Durant, who spent one season at Texas in 2006-07 before the NBA's one-and-done rule pushed him to the draft, negotiated the arrangement with Nike and university leadership over six months. The program covers the full 13-scholarship men's roster and the 15-scholarship women's roster, with payments tiered by playing time and academic standing. Nike supplies apparel, content production, and marketing rights; Durant supplies brand credibility and some incremental cash from his Nike deal. Texas supplies roster access and institutional cover. The first checks clear before the 2025-26 season.
The mechanics matter. Traditional collectives—booster-funded LLCs that pay players for autograph sessions and social posts—operate at arm's length from schools to preserve NCAA amateurism fiction. Durant's structure collapses that distance. He signs the master agreement with Texas Athletics; Nike signs with him. The university handles distribution, compliance review, and public messaging. It's sponsorship dressed as philanthropy dressed as NIL, and it works because Durant has $300 million in career Nike money and no reason to pretend otherwise.
The blueprint interests two groups. First, NBA and NFL stars who played before NIL and want to fund current rosters without forming a 501(c)(3) or hiring a collective operator. Michigan has six alumni in that category; Duke has nine; Kentucky has twelve. Second, brands that want deeper college access but face Title IX exposure if they pay schools directly. Nike already sponsors Texas football, basketball, and Olympic sports under a 10-year, $250 million gear deal signed in 2020; this arrangement layers athlete marketing onto existing infrastructure without triggering equal-treatment lawsuits from non-revenue sports. The women's basketball team gets the same per-player NIL as the men under the Durant program, which insulates Texas from gender-equity complaints.
Rival programs have noticed. A Big Ten athletic director texted a colleague Thursday afternoon asking for the Texas contract template. Two agents with NBA clients who played at major programs called Nike's athlete partnerships team before close of business. One Power Five compliance officer told a reporter the structure "makes our collective look like a lemonade stand," then asked not to be named because his school is pursuing a similar deal.
The timing aligns with recruiting. Texas basketball coach Rodney Terry has four unsigned 2025 recruits still taking visits; the Durant announcement gives him a $10 million talking point in living rooms. It also creates pressure on peer schools. If Texas can offer $50,000+ per year in NIL to rotation players, other programs need equivalent ammunition or clearer paths to the NBA. The Longhorns went 21-13 last season and missed the NCAA tournament; Durant's money buys talent, not nostalgia.
Nike's angle is access and content. The company has 78 active NBA endorsers but limited pathways to college athletes under current rules. This structure gives Nike early relationships with future draft picks while Texas handles compliance risk. Durant appears in marketing, wears Texas gear at public events, and films content with players. The brand gets distribution across Texas's social channels—1.2 million Instagram followers, 580,000 on TikTok—without directly employing college athletes.

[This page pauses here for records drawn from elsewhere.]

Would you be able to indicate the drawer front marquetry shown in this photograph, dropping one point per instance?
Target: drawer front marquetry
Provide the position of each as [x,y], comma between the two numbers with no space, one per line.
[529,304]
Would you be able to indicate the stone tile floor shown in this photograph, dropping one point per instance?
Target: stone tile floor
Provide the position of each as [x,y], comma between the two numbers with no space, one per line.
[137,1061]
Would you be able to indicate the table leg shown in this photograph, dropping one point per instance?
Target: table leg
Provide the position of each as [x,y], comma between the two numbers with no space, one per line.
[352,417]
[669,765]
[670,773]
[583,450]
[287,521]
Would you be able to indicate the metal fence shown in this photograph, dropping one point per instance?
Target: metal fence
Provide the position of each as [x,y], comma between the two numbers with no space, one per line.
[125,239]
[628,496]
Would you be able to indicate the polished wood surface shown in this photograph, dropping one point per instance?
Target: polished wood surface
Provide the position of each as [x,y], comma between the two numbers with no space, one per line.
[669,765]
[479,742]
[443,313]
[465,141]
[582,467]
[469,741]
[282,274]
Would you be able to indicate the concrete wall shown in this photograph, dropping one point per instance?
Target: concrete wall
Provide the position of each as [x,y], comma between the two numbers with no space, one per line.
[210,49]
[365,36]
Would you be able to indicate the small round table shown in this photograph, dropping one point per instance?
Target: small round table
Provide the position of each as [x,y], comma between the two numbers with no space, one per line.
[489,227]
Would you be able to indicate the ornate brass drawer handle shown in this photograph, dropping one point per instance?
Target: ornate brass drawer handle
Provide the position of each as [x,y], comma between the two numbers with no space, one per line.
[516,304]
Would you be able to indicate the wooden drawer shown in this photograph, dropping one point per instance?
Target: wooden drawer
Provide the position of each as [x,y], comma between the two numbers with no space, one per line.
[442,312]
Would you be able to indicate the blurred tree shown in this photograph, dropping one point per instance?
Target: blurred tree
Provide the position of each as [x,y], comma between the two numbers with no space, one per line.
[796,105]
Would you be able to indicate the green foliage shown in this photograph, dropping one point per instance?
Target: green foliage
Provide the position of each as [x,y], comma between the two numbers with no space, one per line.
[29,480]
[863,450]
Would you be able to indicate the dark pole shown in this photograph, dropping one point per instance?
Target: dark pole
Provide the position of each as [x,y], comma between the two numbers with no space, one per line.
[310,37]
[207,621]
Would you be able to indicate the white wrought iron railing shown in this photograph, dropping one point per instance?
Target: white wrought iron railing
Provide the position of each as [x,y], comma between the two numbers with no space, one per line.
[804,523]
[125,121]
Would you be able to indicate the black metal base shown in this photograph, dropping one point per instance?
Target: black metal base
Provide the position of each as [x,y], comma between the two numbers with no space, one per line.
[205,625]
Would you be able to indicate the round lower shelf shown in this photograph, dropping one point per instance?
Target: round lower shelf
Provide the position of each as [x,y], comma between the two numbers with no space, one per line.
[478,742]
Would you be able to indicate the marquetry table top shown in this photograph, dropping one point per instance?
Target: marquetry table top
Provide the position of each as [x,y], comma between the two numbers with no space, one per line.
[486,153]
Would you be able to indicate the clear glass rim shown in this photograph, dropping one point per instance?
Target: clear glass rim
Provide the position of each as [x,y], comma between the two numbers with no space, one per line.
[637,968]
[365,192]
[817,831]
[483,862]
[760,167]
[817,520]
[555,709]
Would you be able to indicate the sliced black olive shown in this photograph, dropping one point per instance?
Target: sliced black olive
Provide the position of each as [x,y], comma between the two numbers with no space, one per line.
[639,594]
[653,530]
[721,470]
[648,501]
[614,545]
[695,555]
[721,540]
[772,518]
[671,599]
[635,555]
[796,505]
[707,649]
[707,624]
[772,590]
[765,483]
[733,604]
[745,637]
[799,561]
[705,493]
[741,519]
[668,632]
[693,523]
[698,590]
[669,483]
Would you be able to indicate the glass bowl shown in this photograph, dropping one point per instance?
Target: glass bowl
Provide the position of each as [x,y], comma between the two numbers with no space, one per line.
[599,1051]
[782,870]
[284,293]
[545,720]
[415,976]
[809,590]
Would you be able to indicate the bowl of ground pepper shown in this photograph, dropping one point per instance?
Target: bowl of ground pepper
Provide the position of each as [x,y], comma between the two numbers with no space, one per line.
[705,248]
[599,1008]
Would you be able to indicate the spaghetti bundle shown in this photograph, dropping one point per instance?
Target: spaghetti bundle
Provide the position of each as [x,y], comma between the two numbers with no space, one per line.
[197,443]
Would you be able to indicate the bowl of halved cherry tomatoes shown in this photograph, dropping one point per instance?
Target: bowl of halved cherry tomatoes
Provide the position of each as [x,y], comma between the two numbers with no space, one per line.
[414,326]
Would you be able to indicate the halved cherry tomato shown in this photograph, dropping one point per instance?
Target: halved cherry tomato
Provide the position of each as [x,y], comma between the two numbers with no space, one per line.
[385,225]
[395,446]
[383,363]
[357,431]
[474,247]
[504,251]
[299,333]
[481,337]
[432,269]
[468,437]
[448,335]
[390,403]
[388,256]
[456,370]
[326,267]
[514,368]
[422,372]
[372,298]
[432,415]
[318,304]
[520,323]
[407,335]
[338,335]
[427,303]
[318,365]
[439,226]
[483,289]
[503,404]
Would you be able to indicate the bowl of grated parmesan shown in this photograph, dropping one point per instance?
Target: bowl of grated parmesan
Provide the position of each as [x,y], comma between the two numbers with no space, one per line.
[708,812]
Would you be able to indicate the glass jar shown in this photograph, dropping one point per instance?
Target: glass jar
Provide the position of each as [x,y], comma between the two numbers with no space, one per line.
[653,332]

Watch for contract details when Texas files its next financial disclosure in December. The university has not confirmed whether the $10 million figure is annual or spread across multiple years, whether payments are salary or licensing fees, or how much comes from Durant's personal funds versus Nike reallocation. Also watch Oklahoma and Texas A&M, both of which have wealthier boosters and more desperate football programs. If the structure works for basketball, someone applies it to quarterbacks.
Three other schools have reached out to Durant's Thirty Five Ventures about replicating the model at their institutions, according to someone with knowledge of the conversations. The person declined to name the schools but said one is in the SEC and two are on the West Coast.